Miggybyte was a free disk-based magazine for the Amiga range of computers, published by Pickled Fish Software and edited by Ben Gaunt. From 1995 to 1997 twelve issues were published all being on a single floppy disk only.

The magazine was inspired by Grapevine, the scene-based disk magazine also for the Amiga range of computers, but Miggybyte was not a scene publication.

The publication focused on news about the Amiga, software, games and entertainment. The entertainment section proved to be a main stay of the publication and consisting of jokes and stories from readers. There was even a small classified section and BBS section where many Sysops from around the UK (thought there were a few from the US too) would publicise their boards.

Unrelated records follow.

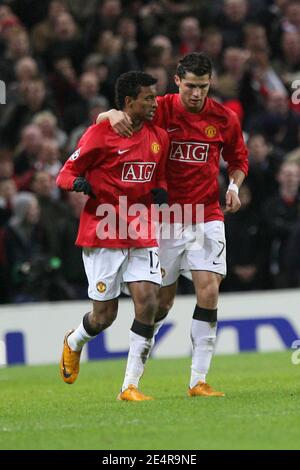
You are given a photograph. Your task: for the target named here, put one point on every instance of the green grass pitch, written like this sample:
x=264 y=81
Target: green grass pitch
x=261 y=409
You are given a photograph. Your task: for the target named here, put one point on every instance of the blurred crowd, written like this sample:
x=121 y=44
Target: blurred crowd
x=59 y=60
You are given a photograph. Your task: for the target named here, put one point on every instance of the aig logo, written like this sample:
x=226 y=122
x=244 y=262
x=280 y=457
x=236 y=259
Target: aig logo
x=2 y=92
x=189 y=152
x=138 y=172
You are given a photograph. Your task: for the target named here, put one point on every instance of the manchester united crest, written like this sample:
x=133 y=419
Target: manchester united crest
x=155 y=147
x=101 y=287
x=210 y=131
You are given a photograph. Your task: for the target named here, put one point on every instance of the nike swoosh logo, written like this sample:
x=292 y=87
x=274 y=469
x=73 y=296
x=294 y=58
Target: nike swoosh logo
x=66 y=375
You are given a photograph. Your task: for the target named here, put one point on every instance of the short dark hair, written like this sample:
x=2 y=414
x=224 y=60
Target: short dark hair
x=129 y=84
x=197 y=63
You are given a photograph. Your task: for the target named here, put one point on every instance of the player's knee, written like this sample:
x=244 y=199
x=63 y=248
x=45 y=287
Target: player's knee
x=165 y=305
x=209 y=291
x=147 y=303
x=102 y=318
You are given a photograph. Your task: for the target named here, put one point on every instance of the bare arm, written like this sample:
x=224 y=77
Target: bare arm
x=233 y=202
x=119 y=121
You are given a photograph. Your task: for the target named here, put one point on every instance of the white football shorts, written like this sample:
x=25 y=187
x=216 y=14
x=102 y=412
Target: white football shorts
x=108 y=270
x=199 y=247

The interface consisted of two sections, the top part containing the text and in latter version graphics, the bottom the control interface (GUI). The engine behind the publication was called MultiMedia Magazine Creator (MMMC) and was developed by Pickled Fish Software / Ben Gaunt during the time of the publication. A side note here is MMMC was originally a simple text reader designed for the game Maze Madness (F1 Licenceware). MMMC was programmed in the Amiga BASIC language AMOS and also used the Power Packer library to compress the publication onto a single disk.

== Distribution ==
Miggybyte was distributed by post, BBS, FidoNet, PD Software Libraries and the Internet, its main distribution being on Aminet and its WHQ BBS Channel X. Two version were released digitally one in LHA (file format) that omitted any copyrighted Amiga, Inc. files and a DMS (Disk Masher System) version that was a full disk image.